School districts challenged by housing shortages
by Tim Delaney
Jul 20, 2012 | 1627 views | 0 0 comments | 8 8 recommendations | email to a friend | print
The Eagle Ford Shale oil and gas boom, while welcomed, has caused many challenges for small communities.

One of those challenges that consortia and studies have addressed is affordable housing.

So called “man camps” have been built all over Live Oak County and McMullen County to accommodate oil field workers. Before those camps – and many cabins and RV parks are still being built – motels, hotels and rentals were filled with the workers, leaving little housing for a community’s workforce. And what housing was available came at a premium price, some as much as $2,000 a month.

This lack of affordable housing is apparent in the jobs that can’t be filled at fast food restaurants, motels and other businesses that pay minimum wage or a little more. Workers can’t afford to live in a community where the wage is not relative to the rent.

But the problem has effected a greater challenge to school districts that want to hire new staff, something the districts do routinely.

Teachers’ salaries are so that they can pay the normal $600 or so a month and live comfortably, but $2,000 a month turns them away, and most of the time, too, rentals are non-existent.

That’s why Three Rivers school district is considering purchases of property to put manufactured homes on.

“Right now we know of three new staff members who can’t find housing,” said Three Rivers Superintendent Kenneth Rohrbach.

“Right now, there’s nothing to rent,” he said.

“Our end goal is affordable housing for staff. We may put in some duplexes – maybe two-story,” he said.

“The housing will pay for itself over the years,” he added.

Rohrbach noted the school board approved the purchase of two mobile homes to be set up within the next month. The board also approved the purchase of some lots to place the homes on.

“One already is spoken for. The rent will be very affordable. We’ll put in lawns and make it look nice,” he said.

Superintendent Dave Underwood, of the McMullen County school district, said his district made housing for staff part of the May bond issue voters approved.

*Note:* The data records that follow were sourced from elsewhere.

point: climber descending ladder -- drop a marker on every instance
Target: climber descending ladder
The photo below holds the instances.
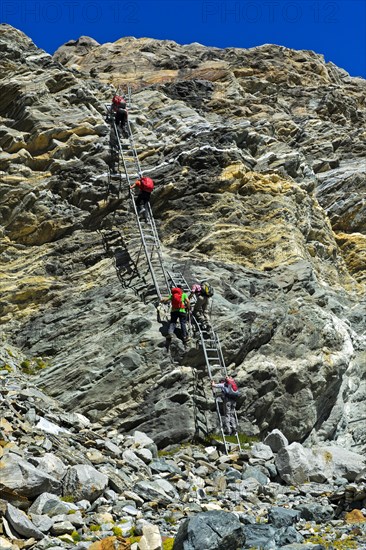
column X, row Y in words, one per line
column 149, row 236
column 161, row 278
column 212, row 352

“We are building four new teacher houses,” he said.

The district had built nine others back in the 1970s because Tilden was in a rural area lacking housing.

“Now there’s more of a demand from people moving in,” he said. “And what there is for rent is high.”

Like Three Rivers, the Tilden area also has rentals for $2,000 a month and higher, according to Underwood.

“And there’s no place to live,” he added.

He said two of his teachers commute from the north sides of San Antonio and Corpus Christi.

Underwood noted that many teachers in McMullen County and Tilden grew up in the area and already have housing, but new positions are coming available and with them a need for housing.

Also, the district’s existing nine houses are filled and have a waiting list.

Underwood said there are five on the waiting list communitywide.

What that means is the rentals are available to anybody, but teachers have priority.

The rental agreement provides that if a teacher is in need of the rental, the renter of the needed rental has 30 days to move out of it.

He said the school district houses will rent for $650 to $750 a month.

But two of the old houses will have to be torn down because of bad foundations, leaving 11 houses after the new four are built.

The new houses will have a living room kitchen combined, three bedrooms and two bathrooms.

George West school district Superintendent Ty Sparks said housing is one of the biggest issues his district is facing right now.

He said the district still has five positions to fill and often when a teacher or staff member checks out rent and places to stay, they change their minds about accepting the position.

“There’s not much real estate available. We are considering our options. We’ll figure a way to put housing on property we own. But we’re not trying to make money. We’re trying to provide housing,” he said.

Sparks said the real concern is for the students. He explained that continuity at the schools is very important to the kids. And turnover, which happens with new teachers trying to get a start in the field, is a negative for the students.

Sparks said teachers’ pay ranges from $37,000 up to $50,000, depending on experience. When the rent is $1,200 or higher, he said, that takes a big portion of the salary.

And when teachers look for housing in Beeville or elsewhere out of town, then they have to factor in the fuel to drive to George West.

“Rent is easier for a single person. It’s very difficult for families,” he said.

He added that the district has hired single people so far.

All three superintendents said they must address the issue because it’s not going away.